Die wenigsten Betroffenen dürften ahnen, dass sie Merck ihre Existenz verdanken. „Wir gehen davon aus, dass mithilfe unserer Produkte weltweit bisher rund zwei Millionen Babys gezeugt werden konnten“, sagt Stefan Oschmann, Mitglied der Merck-Geschäftsleitung. Mit seinen künstlichen Fruchtbarkeitshormonen, die Eizellen im Körper der Frau besser reifen lassen, gilt Merck als Lebensspender für Hunderttausende Deutsche, Spanier, Franzosen, Engländer oder Amerikaner.
Doch welche Firma Merck? Der Pharma- und Chemiekonzern aus Darmstadt, mit knapp elf Milliarden Euro Umsatz und einem Börsenwert von acht Milliarden Euro Mitglied im Deutschen Aktienindex Dax? Oder der 3-mal größere und 20-mal so wertvolle US-Konzern Merck & Co.? Beide Unternehmen haben den gleichen Ursprung, gehen aber seit 1917 getrennte Wege. Manager Oschmann hat für beide Unternehmen gearbeitet und steht seit 2011 in Diensten der Darmstädter.
Verschwand in den vergangenen knapp 100 Jahren die Rivalität mehr und mehr, flammt diese nun wieder auf, und das in einem ausgesprochenen Wachstumsmarkt. Standen die Deutschen bisher eher im Schatten der entfernten US-Verwandtschaft, laufen sie den Amerikanern nun bei Fruchtbarkeitsmedizin den Rang ab.
Mit einem globalen Anteil von 40 Prozent sind die Hessen inzwischen Weltmarktführer und setzen mehr als 800 Millionen Euro im Jahr mit fertilitätssteigernden Mitteln um. Allein ihr Hormonpräparat Gonal-F sorgt für einen Jahresumsatz von 586 Millionen Euro. Merck & Co. in den USA kommt mit seinen Fruchtbarkeitspräparaten gerade mal auf geschätzt 20 Prozent. Genaue Zahlen veröffentlichen die Amerikaner dazu nicht.

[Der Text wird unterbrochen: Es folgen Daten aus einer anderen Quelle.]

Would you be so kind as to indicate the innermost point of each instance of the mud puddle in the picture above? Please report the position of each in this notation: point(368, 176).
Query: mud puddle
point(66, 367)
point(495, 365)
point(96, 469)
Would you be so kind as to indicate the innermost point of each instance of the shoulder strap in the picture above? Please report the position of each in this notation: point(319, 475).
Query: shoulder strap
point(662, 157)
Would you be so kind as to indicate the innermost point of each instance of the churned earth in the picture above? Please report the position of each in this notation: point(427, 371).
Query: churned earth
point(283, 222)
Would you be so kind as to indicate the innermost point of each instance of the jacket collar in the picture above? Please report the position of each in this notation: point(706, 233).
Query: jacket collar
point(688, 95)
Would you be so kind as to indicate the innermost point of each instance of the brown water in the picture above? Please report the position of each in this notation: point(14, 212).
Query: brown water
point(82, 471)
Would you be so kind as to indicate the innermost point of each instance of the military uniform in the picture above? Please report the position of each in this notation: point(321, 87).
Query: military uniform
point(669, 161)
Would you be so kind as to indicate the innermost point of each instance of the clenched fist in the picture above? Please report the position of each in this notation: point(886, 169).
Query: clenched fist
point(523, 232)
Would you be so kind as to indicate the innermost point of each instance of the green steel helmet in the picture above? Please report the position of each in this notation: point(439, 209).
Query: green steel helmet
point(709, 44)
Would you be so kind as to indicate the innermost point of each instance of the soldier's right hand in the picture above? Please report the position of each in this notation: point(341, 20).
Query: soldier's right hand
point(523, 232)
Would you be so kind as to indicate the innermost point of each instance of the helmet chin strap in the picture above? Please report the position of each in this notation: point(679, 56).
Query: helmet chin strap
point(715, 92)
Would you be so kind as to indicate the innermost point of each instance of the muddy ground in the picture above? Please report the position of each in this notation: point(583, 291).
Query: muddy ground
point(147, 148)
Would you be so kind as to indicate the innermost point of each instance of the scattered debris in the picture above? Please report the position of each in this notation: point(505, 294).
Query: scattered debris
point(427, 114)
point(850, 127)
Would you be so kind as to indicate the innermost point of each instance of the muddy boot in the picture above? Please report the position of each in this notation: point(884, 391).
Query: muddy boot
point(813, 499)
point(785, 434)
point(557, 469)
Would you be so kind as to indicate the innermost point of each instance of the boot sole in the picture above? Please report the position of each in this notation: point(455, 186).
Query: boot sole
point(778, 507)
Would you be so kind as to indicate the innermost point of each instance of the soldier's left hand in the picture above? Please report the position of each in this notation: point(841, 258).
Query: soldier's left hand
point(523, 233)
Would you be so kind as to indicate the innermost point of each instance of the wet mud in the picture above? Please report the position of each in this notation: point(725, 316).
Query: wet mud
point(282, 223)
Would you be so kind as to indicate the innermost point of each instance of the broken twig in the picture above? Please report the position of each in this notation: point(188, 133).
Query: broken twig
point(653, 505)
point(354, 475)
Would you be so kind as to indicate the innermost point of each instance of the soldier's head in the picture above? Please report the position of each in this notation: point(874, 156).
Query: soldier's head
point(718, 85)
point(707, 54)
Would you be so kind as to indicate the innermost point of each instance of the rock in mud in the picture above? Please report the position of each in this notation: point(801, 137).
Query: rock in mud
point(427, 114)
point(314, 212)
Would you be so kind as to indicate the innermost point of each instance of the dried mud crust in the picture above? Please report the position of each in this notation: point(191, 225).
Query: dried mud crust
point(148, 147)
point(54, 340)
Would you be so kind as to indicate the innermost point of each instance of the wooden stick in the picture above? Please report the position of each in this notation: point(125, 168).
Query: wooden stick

Wie die Jungfrau zum Kinde
Damit ist das Feld für Frotzeleien und Sticheleien bereitet. „Bitte, wie heißt das Unternehmen?“, fragt Merck-Chef Karl-Ludwig Kley mit ironischem Unterton, wenn ihn jemand auf den US-Namensvetter Merck & Co. anspricht. Dann referiert Kley ausgiebig darüber, dass Merck aus Darmstadt ja schließlich das Original sei und die Konkurrenz unter der Führung des Amerikaners Kenneth Frazier sich nur in Nordamerika Merck nennen darf. In allen anderen Ländern firmiert der US-Konzern unter dem Kürzel MSD.
Merck versus Merck
In Darmstadt erwirbt Friedrich Jacob Merck die Engel-Apotheke, die Keimzelle von Merck.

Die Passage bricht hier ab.